Tuesday, September 6, 2011

Thoughts

Can the U.S. stock market benefit from being a relatively safe haven?





While there might be good fundamental reasons to be very negative today, if we were ever at or near a sentiment extreme, it is likely now.





It has been said that the E.U. is considering a suspension of financial institutions' mark-to-market, as was done in the U.S. over two years ago.





The August Non-Manufacturing ISM was higher than expected at 53.3 vs. a 51.0 estimate, 52.7 in July and the long-term average of 53.8.

In terms of the components to the release, orders and backlogs were higher, business activity was slightly lower, and employment dropped (but still remained above its long-term average and consistent with 100,000-125,000/month private jobs increases).

If we combine the non-manufacturing report (this morning) with the previously reported manufacturing release, we are at 53.0, which is consistent with real GDP growth of close to 2%.

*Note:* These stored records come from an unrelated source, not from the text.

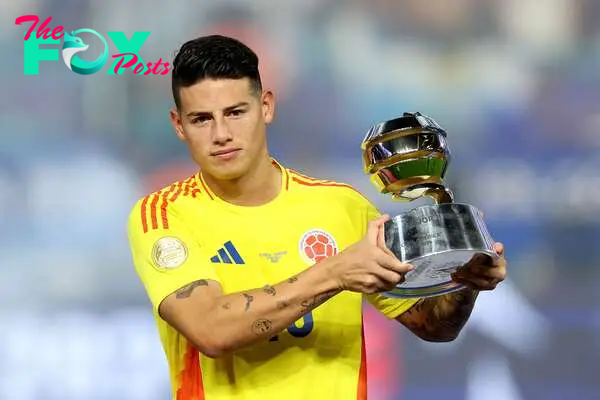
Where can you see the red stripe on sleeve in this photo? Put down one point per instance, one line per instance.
(144, 216)
(191, 386)
(153, 217)
(165, 203)
(361, 393)
(205, 188)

By contrast, according to many strategists the market is pricing in at least a two thirds chance of recession.





The problems over there since Friday (on top of the weak domestic jobs report over here) were multiple:

* Greece is racing toward default. (As a reflection, the yield on one-year paper exceeds 80%.) Italian and Spanish yields widened measurably.
* Eurozone growth has slowed.
* Numerous roadblocks have popped up in the attempts to address the sovereign debt crisis in Europe (legal, lack of coordination, political, a fragile European banking system, etc.)

The hard truth about easy money is that it has, for many reasons, lost its effectiveness over time -- more and more cowbell is needed to produce less and less of an economic impact.

Hawkish Richmond Fed President Jeffrey Lacker similarly related this view recently:

My sense is that more monetary stimulus at this point would likely show up almost entirely in higher inflation with very little constructive influence on growth.

My consistent theme is to err on the side of conservatism. While I still am of the view that the U.S. stock market made its yearly low in August, the negative feedback loop threatens domestic and European growth.

We must now closely monitor whether the emerging negative sentiment hits the hard economic data in September.